A paradoxical perspective of this dual responsibility is generally unjustified. On the contrary, it allows the mashgiach to understand the nature of the operation from an insider’s standpoint. Keeping this in mind, it is important that both the kashrus organization and the proprietor of the establishment understand and respect that the working mashgiach is an employee of and ultimately responsible to the kashrus organization, regardless of whether his salary is paid by the kashrus organization or the establishment. The proprietor of the establishment must understand that the tasks assigned to the mashgiach must be consistent with his level of authority and stature.

The working mashgiach structure works because it satisfies the need for hashgacha temidis while alleviating the establishment’s need to hire an additional employee for the task that he is performing.
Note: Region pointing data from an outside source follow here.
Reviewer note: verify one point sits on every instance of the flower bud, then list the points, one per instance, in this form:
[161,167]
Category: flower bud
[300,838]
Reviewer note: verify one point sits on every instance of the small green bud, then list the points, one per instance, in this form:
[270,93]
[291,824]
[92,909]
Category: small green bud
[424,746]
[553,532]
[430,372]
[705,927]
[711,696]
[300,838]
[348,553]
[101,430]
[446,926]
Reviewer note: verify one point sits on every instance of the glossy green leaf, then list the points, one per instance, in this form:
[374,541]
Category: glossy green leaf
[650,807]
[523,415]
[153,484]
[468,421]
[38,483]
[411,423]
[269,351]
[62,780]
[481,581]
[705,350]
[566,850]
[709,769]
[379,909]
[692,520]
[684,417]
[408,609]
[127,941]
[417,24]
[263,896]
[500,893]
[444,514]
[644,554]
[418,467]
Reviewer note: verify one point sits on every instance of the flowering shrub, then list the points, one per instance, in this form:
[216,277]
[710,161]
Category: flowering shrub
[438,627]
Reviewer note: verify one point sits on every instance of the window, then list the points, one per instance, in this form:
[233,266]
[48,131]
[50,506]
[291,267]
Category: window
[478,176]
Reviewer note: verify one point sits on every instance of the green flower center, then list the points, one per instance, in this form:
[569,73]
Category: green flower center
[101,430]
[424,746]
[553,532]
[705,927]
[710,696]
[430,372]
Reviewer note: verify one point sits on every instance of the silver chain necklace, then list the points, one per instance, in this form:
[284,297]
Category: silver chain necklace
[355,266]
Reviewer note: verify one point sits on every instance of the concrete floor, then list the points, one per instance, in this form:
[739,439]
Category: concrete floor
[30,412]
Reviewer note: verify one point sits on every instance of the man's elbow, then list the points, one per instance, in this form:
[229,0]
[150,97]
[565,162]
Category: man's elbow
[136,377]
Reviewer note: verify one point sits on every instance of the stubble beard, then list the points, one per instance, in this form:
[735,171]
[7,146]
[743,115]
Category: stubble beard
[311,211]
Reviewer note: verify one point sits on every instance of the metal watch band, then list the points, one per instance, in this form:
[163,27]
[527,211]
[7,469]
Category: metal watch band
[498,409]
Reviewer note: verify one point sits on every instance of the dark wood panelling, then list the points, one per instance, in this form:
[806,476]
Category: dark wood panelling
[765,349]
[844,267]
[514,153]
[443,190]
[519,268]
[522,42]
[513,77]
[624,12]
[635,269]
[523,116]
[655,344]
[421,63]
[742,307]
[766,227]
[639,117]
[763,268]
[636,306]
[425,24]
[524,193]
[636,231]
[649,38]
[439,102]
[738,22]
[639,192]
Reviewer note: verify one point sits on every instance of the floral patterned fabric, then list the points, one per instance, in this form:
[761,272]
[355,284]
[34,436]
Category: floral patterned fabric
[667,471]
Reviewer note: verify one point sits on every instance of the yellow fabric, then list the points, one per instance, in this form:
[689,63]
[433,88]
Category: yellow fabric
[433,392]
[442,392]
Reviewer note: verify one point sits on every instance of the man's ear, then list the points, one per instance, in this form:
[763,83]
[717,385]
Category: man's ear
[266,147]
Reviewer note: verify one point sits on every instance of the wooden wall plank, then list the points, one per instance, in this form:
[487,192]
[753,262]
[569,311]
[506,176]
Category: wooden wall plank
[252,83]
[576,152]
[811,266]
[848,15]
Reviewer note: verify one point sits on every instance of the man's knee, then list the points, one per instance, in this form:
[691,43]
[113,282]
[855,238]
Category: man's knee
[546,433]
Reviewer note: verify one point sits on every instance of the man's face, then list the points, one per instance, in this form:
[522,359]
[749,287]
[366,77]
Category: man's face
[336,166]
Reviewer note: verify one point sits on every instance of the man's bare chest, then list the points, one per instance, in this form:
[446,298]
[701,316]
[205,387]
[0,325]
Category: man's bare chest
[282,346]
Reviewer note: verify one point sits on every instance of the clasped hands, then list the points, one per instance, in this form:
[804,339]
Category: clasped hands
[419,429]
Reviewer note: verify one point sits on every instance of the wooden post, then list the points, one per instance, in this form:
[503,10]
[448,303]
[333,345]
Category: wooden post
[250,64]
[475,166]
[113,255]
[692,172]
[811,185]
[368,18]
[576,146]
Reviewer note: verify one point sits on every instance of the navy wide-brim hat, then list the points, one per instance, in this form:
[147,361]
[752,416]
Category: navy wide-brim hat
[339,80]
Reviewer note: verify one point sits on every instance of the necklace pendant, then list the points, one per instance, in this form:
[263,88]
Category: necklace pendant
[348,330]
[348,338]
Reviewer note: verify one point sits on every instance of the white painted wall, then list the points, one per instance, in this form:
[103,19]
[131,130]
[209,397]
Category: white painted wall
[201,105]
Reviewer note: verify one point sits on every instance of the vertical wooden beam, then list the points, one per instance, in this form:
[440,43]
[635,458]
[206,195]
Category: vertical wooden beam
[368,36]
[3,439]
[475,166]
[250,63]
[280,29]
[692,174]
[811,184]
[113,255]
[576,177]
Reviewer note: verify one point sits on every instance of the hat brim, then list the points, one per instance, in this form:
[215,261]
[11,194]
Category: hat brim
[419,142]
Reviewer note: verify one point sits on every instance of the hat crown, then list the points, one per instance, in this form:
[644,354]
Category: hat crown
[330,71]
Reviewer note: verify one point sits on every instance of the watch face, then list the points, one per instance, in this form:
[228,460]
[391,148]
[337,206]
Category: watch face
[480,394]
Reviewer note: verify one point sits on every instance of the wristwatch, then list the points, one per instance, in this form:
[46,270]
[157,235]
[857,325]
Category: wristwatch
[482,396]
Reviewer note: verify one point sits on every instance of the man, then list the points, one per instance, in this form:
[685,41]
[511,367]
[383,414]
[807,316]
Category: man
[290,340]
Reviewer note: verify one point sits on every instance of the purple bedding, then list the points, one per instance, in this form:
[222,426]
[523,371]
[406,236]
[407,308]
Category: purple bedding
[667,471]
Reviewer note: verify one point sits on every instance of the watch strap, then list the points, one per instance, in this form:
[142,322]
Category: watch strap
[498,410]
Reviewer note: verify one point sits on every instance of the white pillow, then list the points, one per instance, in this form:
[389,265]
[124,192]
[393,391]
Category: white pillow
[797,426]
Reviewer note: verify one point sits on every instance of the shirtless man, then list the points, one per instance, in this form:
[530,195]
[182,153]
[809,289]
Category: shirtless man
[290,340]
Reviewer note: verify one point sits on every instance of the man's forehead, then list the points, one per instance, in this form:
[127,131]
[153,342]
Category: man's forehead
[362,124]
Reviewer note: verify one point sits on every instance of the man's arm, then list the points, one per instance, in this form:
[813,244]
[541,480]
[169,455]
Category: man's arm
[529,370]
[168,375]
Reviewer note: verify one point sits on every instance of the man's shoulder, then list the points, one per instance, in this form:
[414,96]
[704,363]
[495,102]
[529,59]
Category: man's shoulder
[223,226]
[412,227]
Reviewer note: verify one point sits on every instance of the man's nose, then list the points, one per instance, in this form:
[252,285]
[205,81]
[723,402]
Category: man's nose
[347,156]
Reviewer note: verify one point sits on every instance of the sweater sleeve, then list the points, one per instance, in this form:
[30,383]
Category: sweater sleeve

This ensures that the concept of hashgacha temidis remains economical.

Kashruth Council of Canada has recently instituted the policy of working mashgiach for all of its caterers’ commissaries. The effectiveness of this structure on the kashrus program has been significant for those caterers who have already made the changeover.

“Zuchter Berk Creative Caterers was one of the first caterers in Toronto to make the transition to working mashgiach,” says Rabbi Yitzchok Drookman of Zuchter Berk. “Since that time, we have instituted a working mashgiach in each one of our locations across the city. This arrangement has worked out exceptionally well as we are assured that our kashrus program is running smoothly at all times. Ever since the unfortunate kashrus infringement in Monsey last year, the consumer has grown to expect more from kashrus supervision programs. At Zuchter Berk, we work hard to meet those expectations.”

Mr. Kalman Lowenthal of Jacob’s Catering has the following words to say about his recent changeover. “As someone who has been in the kosher catering business for over thirty years and has seen it develop, the working mashgiach concept has been an added bonus. The level of kashrus that we have always lived up to in the past has, with this new step, brought our standards even higher. Especially in these times of change it is important for us and our clients to know that we have someone constantly overseeing every aspect of the kashrus so that they can enjoy their simcha even more.”

We wish to take this opportunity to thank the many caterers who have worked together with us to enable this changeover to be smooth and beneficial. We expect to have the remaining few caterers changed over within the next few months. At that time, our policy will be consistent across our full line of caterers.

Working mashgiach is currently an option for the restaurant hashgacha program, as well. A full description of our policy for restaurants will appear in the next publication of the Kosher CORner.